I love the film Babette's Feast, and I saw it recently for the third time. If you have seen it, you will remember at the beginning of the film the young soldier falls in love with a beautiful young woman who feels obliged to remain at home and care for her elderly father, the patriarch of the local church. Her suitor leaves her with words of despair: he says, "I have learned that life is hard and cruel and in this world some things are impossible."
But when he returns 35 years later as a general to her home for the feast that gives the film its title, he stands toward the end of the dinner and makes a speech, really a theological treatise, to the gathered company. He says, "Man in his weakness and shortsightedness believes he must make choices in this life--he trembles at the risks he takes. But no, our choice is of no importance. There comes a time when your eyes are opened and you realize that mercy is infinite: we need only await it with confidence and receive it with gratitude. Mercy imposes no conditions. And lo, everything we have chosen, everything we rejected, returns to us. Yes, we even get back what we rejected, for mercy and truth are met together, and righteousness and bliss are wed."
And when he leaves that evening, he kisses the hand of the old woman who was his young love and he says to her, "I have been with you all of my life. Tell me you knew that." She says, "Yes, I know it." And he continues, "You must know I'll be with you every day that is granted me from now on. Every evening I will sit down and dine with you, not with my body, for that is of no importance, but with my soul. I have learned that in this beautiful world of ours, all things are possible."
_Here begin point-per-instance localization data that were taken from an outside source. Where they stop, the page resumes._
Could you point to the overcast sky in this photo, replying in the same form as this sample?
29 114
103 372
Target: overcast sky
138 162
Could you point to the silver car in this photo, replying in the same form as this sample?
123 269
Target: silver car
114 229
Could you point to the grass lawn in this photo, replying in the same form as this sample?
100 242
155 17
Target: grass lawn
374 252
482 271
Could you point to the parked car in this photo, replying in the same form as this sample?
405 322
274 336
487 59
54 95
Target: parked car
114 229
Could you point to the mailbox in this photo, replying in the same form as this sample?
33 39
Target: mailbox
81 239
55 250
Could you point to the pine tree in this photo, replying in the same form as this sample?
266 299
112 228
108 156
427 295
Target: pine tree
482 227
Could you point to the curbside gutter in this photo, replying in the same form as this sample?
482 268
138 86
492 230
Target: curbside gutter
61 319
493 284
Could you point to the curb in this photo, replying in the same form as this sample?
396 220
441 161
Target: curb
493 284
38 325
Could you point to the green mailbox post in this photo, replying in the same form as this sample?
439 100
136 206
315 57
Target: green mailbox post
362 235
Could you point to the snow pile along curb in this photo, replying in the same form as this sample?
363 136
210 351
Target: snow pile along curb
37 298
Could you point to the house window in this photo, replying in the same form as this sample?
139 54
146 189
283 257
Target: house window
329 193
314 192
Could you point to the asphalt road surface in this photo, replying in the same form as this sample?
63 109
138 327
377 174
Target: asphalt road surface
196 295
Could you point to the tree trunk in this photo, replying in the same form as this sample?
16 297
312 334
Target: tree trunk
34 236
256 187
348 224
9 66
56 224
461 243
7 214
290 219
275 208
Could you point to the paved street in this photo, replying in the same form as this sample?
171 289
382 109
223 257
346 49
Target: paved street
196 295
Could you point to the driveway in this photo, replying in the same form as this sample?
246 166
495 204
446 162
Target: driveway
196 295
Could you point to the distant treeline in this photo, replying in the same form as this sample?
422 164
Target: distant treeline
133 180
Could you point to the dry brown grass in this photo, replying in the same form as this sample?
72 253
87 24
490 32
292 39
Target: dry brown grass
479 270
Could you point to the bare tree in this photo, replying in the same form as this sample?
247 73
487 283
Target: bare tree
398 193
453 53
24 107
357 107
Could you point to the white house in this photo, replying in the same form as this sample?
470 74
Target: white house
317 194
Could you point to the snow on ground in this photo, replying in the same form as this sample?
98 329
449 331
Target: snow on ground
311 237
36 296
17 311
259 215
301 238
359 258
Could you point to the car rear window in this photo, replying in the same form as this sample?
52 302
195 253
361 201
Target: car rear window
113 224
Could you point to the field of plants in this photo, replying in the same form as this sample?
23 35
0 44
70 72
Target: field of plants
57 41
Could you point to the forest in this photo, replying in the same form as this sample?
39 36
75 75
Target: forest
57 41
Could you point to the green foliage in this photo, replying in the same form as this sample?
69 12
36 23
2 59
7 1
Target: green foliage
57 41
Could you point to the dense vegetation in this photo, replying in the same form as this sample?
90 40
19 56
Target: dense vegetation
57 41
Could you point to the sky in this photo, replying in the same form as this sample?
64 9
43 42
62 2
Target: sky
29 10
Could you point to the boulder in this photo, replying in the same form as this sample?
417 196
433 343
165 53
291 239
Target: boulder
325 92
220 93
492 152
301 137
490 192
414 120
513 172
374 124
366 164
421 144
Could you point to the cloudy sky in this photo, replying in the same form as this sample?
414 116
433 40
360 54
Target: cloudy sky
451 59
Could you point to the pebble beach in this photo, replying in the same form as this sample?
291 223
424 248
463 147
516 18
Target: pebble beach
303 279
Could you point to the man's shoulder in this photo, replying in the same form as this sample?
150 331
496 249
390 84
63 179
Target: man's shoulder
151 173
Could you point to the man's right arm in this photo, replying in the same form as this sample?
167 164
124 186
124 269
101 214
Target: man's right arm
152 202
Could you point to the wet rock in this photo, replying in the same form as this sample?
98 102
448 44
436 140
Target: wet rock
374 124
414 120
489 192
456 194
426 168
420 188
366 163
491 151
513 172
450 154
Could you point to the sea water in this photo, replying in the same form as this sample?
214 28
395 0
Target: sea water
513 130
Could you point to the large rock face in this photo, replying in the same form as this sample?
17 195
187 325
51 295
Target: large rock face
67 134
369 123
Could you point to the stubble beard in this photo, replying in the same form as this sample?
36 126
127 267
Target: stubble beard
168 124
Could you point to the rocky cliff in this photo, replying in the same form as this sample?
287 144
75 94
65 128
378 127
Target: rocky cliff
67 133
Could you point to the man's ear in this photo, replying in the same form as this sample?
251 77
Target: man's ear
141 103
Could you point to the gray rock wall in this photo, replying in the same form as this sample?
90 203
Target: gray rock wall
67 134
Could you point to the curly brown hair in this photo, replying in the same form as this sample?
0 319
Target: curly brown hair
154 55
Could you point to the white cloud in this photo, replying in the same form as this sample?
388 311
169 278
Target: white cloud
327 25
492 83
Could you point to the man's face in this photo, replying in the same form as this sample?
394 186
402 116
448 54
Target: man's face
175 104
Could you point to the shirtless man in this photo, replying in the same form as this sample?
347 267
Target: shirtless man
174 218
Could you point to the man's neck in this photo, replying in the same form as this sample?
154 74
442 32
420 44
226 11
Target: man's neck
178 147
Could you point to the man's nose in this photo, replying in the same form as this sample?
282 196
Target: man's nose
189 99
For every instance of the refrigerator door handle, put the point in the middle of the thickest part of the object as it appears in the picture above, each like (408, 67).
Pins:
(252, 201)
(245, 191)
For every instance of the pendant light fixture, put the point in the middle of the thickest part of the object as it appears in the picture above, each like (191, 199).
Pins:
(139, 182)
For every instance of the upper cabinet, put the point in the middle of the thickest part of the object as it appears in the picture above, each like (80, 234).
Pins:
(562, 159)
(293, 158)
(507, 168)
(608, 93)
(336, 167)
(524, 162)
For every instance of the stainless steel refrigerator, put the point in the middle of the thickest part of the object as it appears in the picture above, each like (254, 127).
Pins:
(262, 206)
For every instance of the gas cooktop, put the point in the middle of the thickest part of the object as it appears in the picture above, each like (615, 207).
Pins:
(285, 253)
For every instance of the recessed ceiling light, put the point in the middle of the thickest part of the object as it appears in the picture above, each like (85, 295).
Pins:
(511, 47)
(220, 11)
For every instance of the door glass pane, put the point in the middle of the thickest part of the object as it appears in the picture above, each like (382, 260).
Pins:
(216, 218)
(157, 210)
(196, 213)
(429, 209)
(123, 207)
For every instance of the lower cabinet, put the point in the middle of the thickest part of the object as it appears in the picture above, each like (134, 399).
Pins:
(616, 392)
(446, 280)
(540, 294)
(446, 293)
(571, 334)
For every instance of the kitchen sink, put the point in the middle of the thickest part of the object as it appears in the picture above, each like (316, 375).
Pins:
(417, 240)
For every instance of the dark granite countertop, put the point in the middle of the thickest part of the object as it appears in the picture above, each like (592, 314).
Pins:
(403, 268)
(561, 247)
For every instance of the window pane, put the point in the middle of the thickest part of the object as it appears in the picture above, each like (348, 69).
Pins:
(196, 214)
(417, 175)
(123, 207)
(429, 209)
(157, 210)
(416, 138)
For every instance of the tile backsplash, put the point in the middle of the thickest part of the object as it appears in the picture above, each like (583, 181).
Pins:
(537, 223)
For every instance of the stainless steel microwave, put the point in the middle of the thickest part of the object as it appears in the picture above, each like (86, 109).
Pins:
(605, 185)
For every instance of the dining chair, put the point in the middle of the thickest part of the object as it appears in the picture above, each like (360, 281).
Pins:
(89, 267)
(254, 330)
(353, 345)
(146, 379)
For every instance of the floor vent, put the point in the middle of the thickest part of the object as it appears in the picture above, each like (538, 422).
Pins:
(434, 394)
Perhaps, my friends, we are held by a loving presence that is larger than we can know, by a mystery beyond our kenning. Maybe what we lose will return to us in forms we could never imagine, could never think to hope for. Maybe God does not so much need our remorse as our compassion, not so much our guilt as our love, not so much our self-judgment as our thanksgiving and celebration. Maybe when we are tempted to dwell in regret, we might consider turning from that impulse and instead giving ourselves to songs of ceaseless praise.
So be it. Amen.
1Story adapted from Nancy Fitzgerald, Women and Language, v. 16, Sp. 1993, p. 58.